What do you guys think?


----------



## joelalamo45 (Aug 3, 2006)

I don't think you can go wrong either way... I'm a big Doyle fan, so my vote is for the Kink.


----------



## ZenkiS14 (Aug 25, 2008)

WTP Trust all the way!

21" top tube, fully chromoly, full sealed everything, and 24.XX lbs. Ive ridden the trust and compared it side by side with many of hte similarly priced bikes (unfortunately not the doyle though), and the Trust is the most superior BMX bike for the dollar this year.

I guess it really comes down to how big you are, if you are over 5'8" go with the Trust man. You will like the bigger bars, and longer top tube frame!


----------



## LCA (Apr 12, 2009)

ZenkiS14 said:


> WTP Trust all the way!
> 
> 21" top tube, fully chromoly, full sealed everything, and 24.XX lbs. Ive ridden the trust and compared it side by side with many of hte similarly priced bikes (unfortunately not the doyle though), and the Trust is the most superior BMX bike for the dollar this year.
> 
> I guess it really comes down to how big you are, if you are over 5'8" go with the Trust man. You will like the bigger bars, and longer top tube frame!

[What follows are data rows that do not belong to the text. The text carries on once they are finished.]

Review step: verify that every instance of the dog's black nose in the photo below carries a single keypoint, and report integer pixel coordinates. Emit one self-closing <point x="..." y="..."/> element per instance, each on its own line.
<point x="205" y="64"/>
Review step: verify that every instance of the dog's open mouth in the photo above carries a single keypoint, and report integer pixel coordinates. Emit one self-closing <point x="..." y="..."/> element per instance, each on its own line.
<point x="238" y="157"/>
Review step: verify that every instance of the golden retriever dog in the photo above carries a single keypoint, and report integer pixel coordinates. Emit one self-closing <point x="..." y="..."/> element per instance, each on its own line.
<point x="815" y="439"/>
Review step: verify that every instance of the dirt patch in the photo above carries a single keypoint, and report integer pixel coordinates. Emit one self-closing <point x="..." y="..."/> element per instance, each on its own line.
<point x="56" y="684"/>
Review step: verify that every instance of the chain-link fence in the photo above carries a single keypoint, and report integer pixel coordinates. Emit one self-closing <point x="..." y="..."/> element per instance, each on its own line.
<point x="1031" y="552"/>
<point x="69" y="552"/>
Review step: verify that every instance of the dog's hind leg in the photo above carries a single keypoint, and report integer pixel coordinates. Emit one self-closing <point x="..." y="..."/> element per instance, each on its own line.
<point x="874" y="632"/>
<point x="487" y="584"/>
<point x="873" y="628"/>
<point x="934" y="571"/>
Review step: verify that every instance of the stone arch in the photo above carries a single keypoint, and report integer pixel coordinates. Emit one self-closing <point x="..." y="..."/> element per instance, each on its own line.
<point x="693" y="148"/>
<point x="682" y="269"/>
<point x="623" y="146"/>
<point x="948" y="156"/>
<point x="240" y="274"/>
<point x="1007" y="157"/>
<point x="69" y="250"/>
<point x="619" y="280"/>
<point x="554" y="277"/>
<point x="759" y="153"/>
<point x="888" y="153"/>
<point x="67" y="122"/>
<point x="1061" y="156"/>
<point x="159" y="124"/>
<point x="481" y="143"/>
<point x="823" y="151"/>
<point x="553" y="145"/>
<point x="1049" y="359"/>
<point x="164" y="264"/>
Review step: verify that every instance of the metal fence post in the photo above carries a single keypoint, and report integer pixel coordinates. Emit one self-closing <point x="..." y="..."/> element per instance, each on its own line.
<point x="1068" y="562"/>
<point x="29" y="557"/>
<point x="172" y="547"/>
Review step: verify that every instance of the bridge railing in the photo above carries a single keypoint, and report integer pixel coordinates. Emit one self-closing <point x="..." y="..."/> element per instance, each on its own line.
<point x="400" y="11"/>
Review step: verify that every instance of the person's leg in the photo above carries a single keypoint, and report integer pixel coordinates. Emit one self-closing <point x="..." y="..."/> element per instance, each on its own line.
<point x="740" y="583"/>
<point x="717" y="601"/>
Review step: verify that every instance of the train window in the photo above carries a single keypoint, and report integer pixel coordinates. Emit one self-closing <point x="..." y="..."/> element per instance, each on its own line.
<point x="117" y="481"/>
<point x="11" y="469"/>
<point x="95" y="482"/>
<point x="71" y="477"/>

I ordered the WTP Trust Tuesday night it's sitting in a warehouse 2 hours from here and iwll be delivered tomorrow. If I had a car I'd go get it but that's kinda the reason I'm getting a bike lol. 
Post my opinions on it when I get it.


----------



## ZenkiS14 (Aug 25, 2008)

Glad to hear man! You made the right decision, that bike is effing sick.


----------



## LCA (Apr 12, 2009)

CAN"T WAIT it's in my town on the delivery truck. Just want it to get here.
The wait is killing me.


----------



## LCA (Apr 12, 2009)

It got here about 20 minutes ago. Put it together and now I'm off to the bike store to see if I did everything right.


----------